Des réservistes sont également employés dans les états-majors des opérations extérieures aux côtés des forces alliées, et dans le même contexte que le personnel d'active dans des opérations d'envergure nationale, voire internationale, au sein des forces françaises déployées.

Afghanistan, Vallée de Jegdaley. Opération Réginu 96 ( * ) .

Ces réservistes, souvent recrutés pour des qualifications spécifiques qui viennent enrichir les compétences des armées, ne participent que rarement aux opérations de combat, contrairement à ce qui se passe aux Etats-Unis ou en Grande-Bretagne.

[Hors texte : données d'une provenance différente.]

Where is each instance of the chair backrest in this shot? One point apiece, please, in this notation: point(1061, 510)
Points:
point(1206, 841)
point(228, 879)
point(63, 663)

On peut imaginer que, sur un engagement de longue durée, les armées puissent faire monter en puissance ce dispositif. La mission a cependant bien conscience que l'utilisation des réserves à grande échelle supposerait d'avoir levé un certain nombre d'obstacles.

Le premier d'entre eux est la disponibilité des réservistes sur la longue durée. En effet, la projection de réservistes en OPEX et MCD nécessite une disponibilité importante induite par les délais de préparation opérationnelle et par l'exécution proprement dite de la mission, comprise entre 151 et 210 jours d'activité en fonction du déploiement.

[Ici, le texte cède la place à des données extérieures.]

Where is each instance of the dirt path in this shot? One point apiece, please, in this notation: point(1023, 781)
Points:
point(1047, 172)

Peu de salariés peuvent ainsi s'absenter de leur entreprise plusieurs mois. Même pour des professions libérales, une absence de cette durée est forcément délicate. Ainsi le médecin-chef des services Luc GUILLOU, délégué aux réserves du service de santé des armées, a-t-il évoqué devant la mission l'exemple d'un médecin généraliste réserviste, parti en Bosnie, qui non seulement éprouva des difficultés pour payer son remplaçant dans la mesure où sa rémunération en tant que réserviste ne suffisait pas à couvrir cette dépense, mais qui dut attendre deux années avant de voir sa clientèle se reconstituer.

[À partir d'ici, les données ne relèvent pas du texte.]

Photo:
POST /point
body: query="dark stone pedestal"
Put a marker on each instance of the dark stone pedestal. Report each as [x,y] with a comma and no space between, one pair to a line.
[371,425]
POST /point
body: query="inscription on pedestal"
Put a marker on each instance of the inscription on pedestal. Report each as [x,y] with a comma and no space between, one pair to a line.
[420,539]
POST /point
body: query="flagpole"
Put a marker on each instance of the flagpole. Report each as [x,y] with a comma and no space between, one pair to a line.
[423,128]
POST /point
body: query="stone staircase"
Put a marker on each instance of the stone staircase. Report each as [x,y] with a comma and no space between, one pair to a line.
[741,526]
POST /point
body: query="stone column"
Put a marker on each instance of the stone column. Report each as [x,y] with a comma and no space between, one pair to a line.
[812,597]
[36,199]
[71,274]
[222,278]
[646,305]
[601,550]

D'autres obstacles sont juridiques, nous les étudierons ci-après, ils concernent les conditions de mobilisation des réservistes et la durée de leur engagement, d'autres enfin concernent le cadre d'emploi de ces réservistes.

La montée en puissance du dispositif supposerait l'emploi collectif de réservistes en unités constituées auxquelles seraient confiées non seulement des tâches mais des missions.

Or cet emploi en unités constituées reste très marginal aujourd'hui et essentiellement cantonné aux missions Vigipirate. Aussi l'utilisation plus massive des réservistes conduirait sans doute inévitablement à des tâtonnements sur leur emploi.

Sans doute les armées gagneraient-elles à envisager ce scénario et à anticiper l'emploi des réservistes dans ce contexte pour cerner les besoins des armées et définir une doctrine d'emploi en conséquence.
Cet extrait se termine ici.